PHI Centre’s Films4Peace series provides 17 more ways to give peace a chance
If you had to visually interpret the concept of peace, what would it look like? A ‘60s hippie clad in tie-dye apparel doing the token "V" hand sign? A flock of doves soaring ever so gracefully above the trees? John and Yoko’s PR-orchestrated slumber party at the Queen Elizabeth? There are as many answers to the question as there are creative minds wrestling with the very idea.
For a second straight year, Puma and curator Mark Coetzee put 21 international filmmakers to the challenge of creating 30-to-90-seconds long pieces for its annual PUMA.peace short film commission. The idea? To celebrate and draw further attention to September 21, also known as World Peace Day – “an international United Nations day of ceasefire, and a day for individuals, organizations and countries to demonstrate acts of peace”.
Besides launching all 17 films this morning on the dedicated films4peace.com website, live screenings are being organized around the world at major museums such as London’s Design Museum, in public urban spaces such as the City of Barcelona, in educational institutions and youth leadership conferences. In Montreal, the PHI Centre is hosting two full days of free screenings.
As is to be expected, the films differ greatly in form and in their approaches to tackling such a loaded concept. Perusing the films online, the crop of experimental animations feels particularly strong, especially the following two pieces:
Bill Porter's Peace Starts With Me (UK)
Porter interestingly chooses to illustrate peace via a grueling, heated boxing match -- a sport that's often deemed overwhelmingly violent "despite its ability to promote confidence and discipline in young people in places where it's needed," says Porter. The short caps off as the two fighters grapple in a clinch, depicted here in refreshingly subversive fashion as a moment of peace.
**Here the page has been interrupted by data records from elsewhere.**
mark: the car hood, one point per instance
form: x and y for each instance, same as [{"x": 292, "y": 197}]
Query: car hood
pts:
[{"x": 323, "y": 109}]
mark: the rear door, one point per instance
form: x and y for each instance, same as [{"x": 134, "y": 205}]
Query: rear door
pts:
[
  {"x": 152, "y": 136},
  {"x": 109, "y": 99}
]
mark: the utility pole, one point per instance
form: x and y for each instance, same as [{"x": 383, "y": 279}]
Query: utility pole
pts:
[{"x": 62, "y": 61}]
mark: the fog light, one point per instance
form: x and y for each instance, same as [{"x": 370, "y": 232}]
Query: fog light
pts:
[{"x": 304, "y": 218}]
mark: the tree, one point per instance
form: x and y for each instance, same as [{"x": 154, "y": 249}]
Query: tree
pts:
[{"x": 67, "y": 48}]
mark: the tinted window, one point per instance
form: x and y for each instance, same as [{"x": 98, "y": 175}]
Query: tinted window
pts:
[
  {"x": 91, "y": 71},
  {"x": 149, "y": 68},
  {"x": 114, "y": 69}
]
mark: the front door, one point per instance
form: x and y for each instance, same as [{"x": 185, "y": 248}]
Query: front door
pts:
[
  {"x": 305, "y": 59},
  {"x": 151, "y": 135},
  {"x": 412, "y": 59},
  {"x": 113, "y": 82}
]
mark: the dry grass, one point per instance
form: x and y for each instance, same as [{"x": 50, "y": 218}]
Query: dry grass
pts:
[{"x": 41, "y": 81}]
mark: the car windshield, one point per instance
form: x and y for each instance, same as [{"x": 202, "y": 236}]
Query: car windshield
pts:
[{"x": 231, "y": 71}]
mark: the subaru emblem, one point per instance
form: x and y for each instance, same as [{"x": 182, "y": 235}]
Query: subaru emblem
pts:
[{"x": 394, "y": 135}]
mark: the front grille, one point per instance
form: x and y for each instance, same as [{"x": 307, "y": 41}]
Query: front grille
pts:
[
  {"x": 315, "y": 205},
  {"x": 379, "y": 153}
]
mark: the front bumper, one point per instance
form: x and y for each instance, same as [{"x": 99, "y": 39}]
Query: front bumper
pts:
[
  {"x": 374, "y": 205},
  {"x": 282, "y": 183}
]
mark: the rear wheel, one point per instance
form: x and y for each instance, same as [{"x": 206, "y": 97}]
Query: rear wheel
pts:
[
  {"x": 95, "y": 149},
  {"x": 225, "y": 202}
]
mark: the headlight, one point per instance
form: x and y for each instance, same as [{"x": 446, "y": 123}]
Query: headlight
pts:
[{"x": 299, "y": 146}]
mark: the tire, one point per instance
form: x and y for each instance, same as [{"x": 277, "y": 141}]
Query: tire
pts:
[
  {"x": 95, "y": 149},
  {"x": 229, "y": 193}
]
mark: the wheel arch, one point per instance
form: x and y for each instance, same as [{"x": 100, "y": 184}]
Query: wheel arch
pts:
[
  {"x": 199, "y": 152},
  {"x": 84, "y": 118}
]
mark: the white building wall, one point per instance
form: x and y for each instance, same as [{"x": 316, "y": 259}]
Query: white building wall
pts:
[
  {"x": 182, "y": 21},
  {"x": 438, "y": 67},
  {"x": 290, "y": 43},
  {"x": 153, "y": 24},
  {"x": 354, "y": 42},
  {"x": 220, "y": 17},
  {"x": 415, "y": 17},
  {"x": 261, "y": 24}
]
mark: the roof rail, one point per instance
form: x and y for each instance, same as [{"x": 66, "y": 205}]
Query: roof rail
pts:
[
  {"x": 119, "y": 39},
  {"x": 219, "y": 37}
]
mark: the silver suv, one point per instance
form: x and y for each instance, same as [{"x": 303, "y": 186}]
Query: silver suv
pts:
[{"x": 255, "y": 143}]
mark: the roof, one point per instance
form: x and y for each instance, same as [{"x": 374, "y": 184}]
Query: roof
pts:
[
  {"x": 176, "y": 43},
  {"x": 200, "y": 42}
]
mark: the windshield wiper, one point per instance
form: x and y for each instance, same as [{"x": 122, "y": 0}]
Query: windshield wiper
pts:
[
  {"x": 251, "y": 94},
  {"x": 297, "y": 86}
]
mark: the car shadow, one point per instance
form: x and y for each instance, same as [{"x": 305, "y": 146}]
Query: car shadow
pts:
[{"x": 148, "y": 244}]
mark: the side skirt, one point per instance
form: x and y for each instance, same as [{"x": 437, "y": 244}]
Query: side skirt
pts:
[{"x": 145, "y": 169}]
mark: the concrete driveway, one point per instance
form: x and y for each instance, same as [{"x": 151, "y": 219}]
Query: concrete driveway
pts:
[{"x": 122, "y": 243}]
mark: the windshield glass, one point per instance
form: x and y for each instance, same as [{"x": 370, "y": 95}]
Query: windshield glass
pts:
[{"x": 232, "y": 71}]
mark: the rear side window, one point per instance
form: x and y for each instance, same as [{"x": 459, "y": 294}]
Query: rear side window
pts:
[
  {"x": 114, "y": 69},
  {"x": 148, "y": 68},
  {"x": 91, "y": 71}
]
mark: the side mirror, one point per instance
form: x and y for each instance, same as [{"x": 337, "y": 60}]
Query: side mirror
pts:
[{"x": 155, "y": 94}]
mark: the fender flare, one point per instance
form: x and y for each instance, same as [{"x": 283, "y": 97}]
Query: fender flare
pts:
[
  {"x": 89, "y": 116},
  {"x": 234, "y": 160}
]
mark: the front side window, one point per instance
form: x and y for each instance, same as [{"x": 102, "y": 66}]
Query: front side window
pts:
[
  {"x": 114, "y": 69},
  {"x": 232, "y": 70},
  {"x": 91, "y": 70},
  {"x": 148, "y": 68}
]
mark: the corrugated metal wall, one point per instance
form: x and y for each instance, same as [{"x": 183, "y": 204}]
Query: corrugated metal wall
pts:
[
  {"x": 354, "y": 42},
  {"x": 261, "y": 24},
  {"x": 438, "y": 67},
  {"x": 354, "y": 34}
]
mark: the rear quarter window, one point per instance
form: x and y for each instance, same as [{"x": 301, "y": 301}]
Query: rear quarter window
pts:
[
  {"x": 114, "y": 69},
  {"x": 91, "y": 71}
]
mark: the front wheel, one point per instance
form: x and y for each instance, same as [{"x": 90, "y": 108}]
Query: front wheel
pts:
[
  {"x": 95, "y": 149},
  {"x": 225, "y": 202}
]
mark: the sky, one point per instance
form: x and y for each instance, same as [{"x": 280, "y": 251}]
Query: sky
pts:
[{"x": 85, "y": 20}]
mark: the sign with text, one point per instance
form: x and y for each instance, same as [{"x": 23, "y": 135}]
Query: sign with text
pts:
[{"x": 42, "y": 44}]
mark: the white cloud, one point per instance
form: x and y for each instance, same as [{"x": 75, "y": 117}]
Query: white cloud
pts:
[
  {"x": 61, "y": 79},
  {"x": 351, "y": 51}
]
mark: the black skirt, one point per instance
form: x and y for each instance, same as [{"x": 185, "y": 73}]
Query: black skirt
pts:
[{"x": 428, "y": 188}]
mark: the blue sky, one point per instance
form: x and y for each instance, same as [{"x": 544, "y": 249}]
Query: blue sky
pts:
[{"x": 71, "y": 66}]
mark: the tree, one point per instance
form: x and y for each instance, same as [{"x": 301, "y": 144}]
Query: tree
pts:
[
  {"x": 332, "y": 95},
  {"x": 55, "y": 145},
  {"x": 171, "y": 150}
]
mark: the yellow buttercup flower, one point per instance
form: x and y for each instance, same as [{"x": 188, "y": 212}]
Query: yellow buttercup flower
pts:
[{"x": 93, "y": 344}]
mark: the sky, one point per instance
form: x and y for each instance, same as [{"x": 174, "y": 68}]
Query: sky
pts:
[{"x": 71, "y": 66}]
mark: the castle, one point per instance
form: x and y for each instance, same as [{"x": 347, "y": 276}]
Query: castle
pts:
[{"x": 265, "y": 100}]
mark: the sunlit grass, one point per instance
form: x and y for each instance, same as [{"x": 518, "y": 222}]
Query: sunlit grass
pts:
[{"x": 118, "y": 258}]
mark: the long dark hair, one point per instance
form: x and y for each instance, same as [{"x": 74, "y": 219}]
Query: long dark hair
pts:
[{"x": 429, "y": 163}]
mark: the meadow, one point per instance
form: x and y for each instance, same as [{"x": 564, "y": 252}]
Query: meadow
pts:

Max Hattler's RE:AX (Germany)
Hattler's atmospheric RE:AX is both unapologetically ominous and imbued with optimism. The German experimental filmmaker explores the notions of feedback and action/reaction with a series of geometrical patterns that face off in a nondescript setting. When they clash, their actions lead to heightened tension, whereas when they coexist peacefully, it creates a harmonious environment. A powerfully political film that requires no words to plead its case.